Although the Wrangler has served as a loyal mannequin for Jeep’s first exploration of BEV technology and other futuristic endeavors, it will not serve as the subject of Jeep’s first all-electric model. In March, the company showed the first pictures of that vehicle, and it’s a much less robust half-liter crossover that will surely see much more highway miles than terrain in terrain. Jeep plans to launch that model early next year.
Magneto 2.0 is joined in Moab by a number of 4xe plug-in hybrid jeeps, including the Grand Cherokee Trailhawk PHEV Concept. Here, Jeep is exploring an expansion of the upcoming Grand Cherokee 4xe line, putting 4xes 2.0-liter turbo four, dual electric motors and 400-V battery packs to work in the most rugged, off-road Grand Cherokee model. Jeep says that the Trailhawk PHEV concept has already taken on the Rubicon tracks in all-electric mode, and relies on a new swingarm disconnection for better suspension on large, punishing stones. It also has a Quadra-Lift air suspension.

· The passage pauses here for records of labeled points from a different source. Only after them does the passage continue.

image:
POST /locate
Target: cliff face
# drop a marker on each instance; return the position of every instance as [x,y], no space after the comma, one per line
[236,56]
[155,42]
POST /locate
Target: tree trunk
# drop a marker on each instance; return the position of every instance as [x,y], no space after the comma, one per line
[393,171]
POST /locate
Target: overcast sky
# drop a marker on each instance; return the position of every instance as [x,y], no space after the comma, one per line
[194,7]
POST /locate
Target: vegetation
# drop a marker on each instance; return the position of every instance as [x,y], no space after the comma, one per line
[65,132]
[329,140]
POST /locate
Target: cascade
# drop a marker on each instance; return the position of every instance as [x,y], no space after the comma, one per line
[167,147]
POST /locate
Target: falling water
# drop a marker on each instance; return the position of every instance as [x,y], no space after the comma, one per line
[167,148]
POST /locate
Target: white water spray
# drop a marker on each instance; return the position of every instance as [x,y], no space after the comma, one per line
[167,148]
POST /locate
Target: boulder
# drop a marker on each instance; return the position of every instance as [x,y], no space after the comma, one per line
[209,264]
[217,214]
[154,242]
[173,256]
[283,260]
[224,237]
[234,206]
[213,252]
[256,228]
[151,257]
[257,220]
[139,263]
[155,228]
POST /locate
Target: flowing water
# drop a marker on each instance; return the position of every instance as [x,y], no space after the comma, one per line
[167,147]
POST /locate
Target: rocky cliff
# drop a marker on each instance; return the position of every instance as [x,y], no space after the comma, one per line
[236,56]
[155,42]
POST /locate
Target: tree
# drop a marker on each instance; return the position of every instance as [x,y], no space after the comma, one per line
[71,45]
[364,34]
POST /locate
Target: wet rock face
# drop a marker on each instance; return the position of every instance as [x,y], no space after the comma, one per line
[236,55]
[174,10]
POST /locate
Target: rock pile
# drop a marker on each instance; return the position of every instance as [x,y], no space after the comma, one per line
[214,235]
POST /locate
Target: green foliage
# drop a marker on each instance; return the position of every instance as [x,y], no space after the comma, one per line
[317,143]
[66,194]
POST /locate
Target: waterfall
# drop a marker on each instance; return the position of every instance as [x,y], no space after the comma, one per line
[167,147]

Jeep does not mention any production plans for the Grand Cherokee Trailhawk PHEV, but it really seems to be a much more realistic proposal than the average Easter Safari concept.
Dive into the photo gallery to take a look at the other eight brand new and previously shown concepts with which Jeep and Mopar started this year’s Safari. The event officially began on Saturday and runs through Easter Sunday, April 17.